Clark v. State Personnel Board
Before: Peek
[801]
PEEK, J.
This is an appeal by petitioner from a judgment denying her petition for a writ of mandate.
The only facts pertinent to a disposition of this appeal are that on October 27, 1939, petitioner filed with the State Personnel Board a petition for correction of her civil service classification which she alleged to be erroneous; that such petition was denied on February 6, 1940; that on March 28, 1940, she filed with the Superior Court of Sacramento County a petition for a writ of mandate to compel the board to enter her name on the roster of said board as a senior account clerk as of June 25, 1931, and for judgment for the accumulated difference in salary during such period; that not until November 17, 1941, after the entry of judgment denying her petition for a writ of mandate in the superior court and approximately twenty-one months after the board had denied her petition for correction of her classification, did she request a rehearing of said petition. The board thereupon adopted a resolution that her position be reclassified as senior account clerk as of May 25, 1931, conditioned upon her filing a waiver of back salary and wages to the date of said resolution.

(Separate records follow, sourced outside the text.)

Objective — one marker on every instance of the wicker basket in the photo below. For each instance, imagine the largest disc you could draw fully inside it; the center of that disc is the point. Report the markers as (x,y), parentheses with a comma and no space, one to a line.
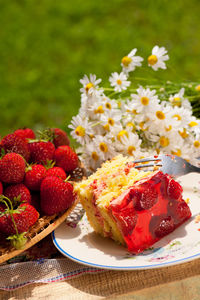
(44,226)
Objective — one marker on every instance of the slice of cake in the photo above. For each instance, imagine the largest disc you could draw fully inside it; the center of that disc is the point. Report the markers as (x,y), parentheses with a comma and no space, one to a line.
(135,208)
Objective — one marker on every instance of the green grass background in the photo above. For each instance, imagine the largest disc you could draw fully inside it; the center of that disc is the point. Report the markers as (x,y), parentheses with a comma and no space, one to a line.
(46,46)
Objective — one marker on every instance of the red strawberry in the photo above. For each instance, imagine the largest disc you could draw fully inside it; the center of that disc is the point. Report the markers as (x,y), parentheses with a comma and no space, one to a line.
(1,188)
(60,137)
(24,216)
(41,151)
(56,195)
(12,168)
(34,176)
(127,220)
(25,134)
(66,158)
(14,143)
(174,190)
(35,200)
(18,191)
(165,226)
(56,171)
(144,197)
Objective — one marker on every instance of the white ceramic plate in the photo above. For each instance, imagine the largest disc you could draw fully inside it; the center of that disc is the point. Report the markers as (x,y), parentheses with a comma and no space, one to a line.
(77,241)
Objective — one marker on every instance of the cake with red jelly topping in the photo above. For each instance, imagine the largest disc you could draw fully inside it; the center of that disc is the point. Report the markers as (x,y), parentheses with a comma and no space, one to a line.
(134,208)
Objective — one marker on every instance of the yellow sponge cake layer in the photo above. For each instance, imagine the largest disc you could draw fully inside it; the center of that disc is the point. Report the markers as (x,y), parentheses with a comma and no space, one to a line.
(105,185)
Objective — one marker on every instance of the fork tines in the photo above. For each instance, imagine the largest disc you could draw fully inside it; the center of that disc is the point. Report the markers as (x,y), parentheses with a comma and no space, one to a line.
(147,159)
(147,165)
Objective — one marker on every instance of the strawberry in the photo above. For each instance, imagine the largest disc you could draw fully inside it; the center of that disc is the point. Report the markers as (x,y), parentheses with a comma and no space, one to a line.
(60,137)
(34,176)
(127,220)
(18,192)
(12,168)
(144,197)
(25,133)
(35,200)
(165,226)
(24,217)
(14,143)
(66,158)
(41,151)
(56,171)
(1,188)
(56,195)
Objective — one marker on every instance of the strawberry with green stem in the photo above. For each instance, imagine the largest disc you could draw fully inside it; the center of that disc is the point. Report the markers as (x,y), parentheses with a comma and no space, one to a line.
(15,222)
(56,195)
(42,149)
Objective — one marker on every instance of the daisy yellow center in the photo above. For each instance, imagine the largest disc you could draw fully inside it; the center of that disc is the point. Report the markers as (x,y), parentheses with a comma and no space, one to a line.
(106,127)
(130,150)
(177,116)
(126,61)
(197,88)
(160,115)
(157,150)
(144,100)
(89,86)
(178,152)
(164,141)
(122,133)
(152,59)
(130,124)
(196,144)
(119,82)
(168,128)
(95,155)
(141,124)
(176,101)
(99,110)
(80,131)
(193,123)
(183,133)
(108,105)
(111,122)
(103,147)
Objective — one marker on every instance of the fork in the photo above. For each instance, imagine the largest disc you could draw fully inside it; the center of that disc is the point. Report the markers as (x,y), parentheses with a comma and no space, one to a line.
(170,164)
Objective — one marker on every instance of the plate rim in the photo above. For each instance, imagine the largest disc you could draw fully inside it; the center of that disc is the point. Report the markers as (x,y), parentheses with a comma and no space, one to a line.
(122,268)
(173,262)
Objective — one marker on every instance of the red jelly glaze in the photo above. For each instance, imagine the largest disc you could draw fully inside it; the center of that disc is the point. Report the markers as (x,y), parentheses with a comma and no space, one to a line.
(164,212)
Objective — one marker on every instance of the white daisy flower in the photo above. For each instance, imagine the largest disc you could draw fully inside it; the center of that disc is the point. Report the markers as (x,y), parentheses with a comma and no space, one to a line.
(91,158)
(129,146)
(109,104)
(119,81)
(194,126)
(144,101)
(104,147)
(182,116)
(158,57)
(81,129)
(161,120)
(131,61)
(90,85)
(179,100)
(111,119)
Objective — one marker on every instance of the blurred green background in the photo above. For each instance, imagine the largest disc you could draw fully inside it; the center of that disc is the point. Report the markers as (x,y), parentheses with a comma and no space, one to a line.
(47,46)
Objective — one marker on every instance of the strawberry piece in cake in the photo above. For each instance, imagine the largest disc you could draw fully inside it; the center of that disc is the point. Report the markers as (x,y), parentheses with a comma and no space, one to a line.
(134,208)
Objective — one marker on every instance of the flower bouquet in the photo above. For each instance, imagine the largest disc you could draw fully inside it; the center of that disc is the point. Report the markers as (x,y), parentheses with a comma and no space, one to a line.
(137,119)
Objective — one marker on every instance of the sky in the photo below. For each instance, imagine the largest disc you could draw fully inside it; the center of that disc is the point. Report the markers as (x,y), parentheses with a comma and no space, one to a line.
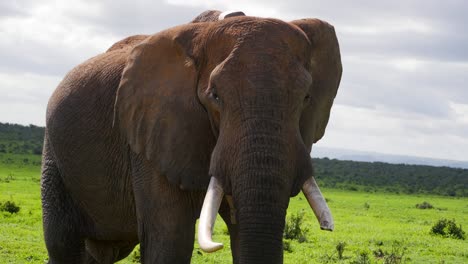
(405,63)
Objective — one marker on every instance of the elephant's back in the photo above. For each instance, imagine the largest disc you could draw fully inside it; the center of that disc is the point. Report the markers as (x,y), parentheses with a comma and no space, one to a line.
(91,154)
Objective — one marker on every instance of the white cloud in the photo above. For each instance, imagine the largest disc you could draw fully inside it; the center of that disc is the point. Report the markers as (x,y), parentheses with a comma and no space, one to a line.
(405,66)
(24,97)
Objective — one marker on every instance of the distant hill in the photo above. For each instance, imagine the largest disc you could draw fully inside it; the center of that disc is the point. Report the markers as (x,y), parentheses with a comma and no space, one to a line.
(18,139)
(334,173)
(346,154)
(379,176)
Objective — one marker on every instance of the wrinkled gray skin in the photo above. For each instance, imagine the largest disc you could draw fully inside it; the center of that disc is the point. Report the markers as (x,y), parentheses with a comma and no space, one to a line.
(107,186)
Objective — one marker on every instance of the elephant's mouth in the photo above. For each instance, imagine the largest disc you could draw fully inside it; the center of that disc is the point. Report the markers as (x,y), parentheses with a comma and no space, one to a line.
(215,195)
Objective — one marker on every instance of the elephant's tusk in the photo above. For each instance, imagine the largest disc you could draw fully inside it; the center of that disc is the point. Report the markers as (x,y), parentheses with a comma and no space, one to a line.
(318,204)
(227,14)
(210,208)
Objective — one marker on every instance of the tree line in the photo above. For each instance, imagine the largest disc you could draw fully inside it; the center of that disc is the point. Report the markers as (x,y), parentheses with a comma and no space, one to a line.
(332,173)
(396,178)
(18,139)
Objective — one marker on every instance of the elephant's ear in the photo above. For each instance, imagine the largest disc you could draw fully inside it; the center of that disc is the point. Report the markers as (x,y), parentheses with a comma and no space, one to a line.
(326,69)
(157,107)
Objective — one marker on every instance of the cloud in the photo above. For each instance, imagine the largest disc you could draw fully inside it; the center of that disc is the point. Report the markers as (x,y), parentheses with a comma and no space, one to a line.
(405,64)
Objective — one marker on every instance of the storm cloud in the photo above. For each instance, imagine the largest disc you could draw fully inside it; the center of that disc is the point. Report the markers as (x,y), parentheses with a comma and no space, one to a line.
(405,63)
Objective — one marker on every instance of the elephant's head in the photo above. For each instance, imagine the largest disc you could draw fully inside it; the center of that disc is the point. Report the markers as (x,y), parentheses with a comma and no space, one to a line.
(239,101)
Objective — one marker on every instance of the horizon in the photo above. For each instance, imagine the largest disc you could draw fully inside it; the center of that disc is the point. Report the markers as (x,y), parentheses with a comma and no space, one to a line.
(404,65)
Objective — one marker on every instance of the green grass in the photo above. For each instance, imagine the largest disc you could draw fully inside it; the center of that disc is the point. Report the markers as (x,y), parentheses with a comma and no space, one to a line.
(366,222)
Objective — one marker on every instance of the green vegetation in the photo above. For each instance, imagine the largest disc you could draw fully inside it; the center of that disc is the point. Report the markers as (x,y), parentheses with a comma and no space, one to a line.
(448,228)
(424,205)
(18,139)
(374,223)
(10,207)
(294,228)
(395,178)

Sections 1 and 2 of Rule 23 of the Rules and Regulations of the State Personnel Board provide in effect that decisions by the board shall become final after ten days from the time of service of such decision upon the person or persons affected thereby, and that an application for a rehearing after such decision by the board may be granted if an application in writing is made thereafter any time within ten days after said service of notice; while section 173(c) of the Civil Service Act (Stats. 1937, p. 2085, Deering’s General Laws 1937, Act 1404) provides that within thirty days from and after receipt of a copy of the decision by the board either the employee or the appointing power may apply for a rehearing by filing a written petition therefor.
If under the procedure set forth in said act and the rules of said board the rule of the exhaustion of administrative remedies before resort may be had to the courts applies, the failure of petitioner to request a rehearing in accordance with the provisions mentioned before filing her petition for a writ of mandate is fatal.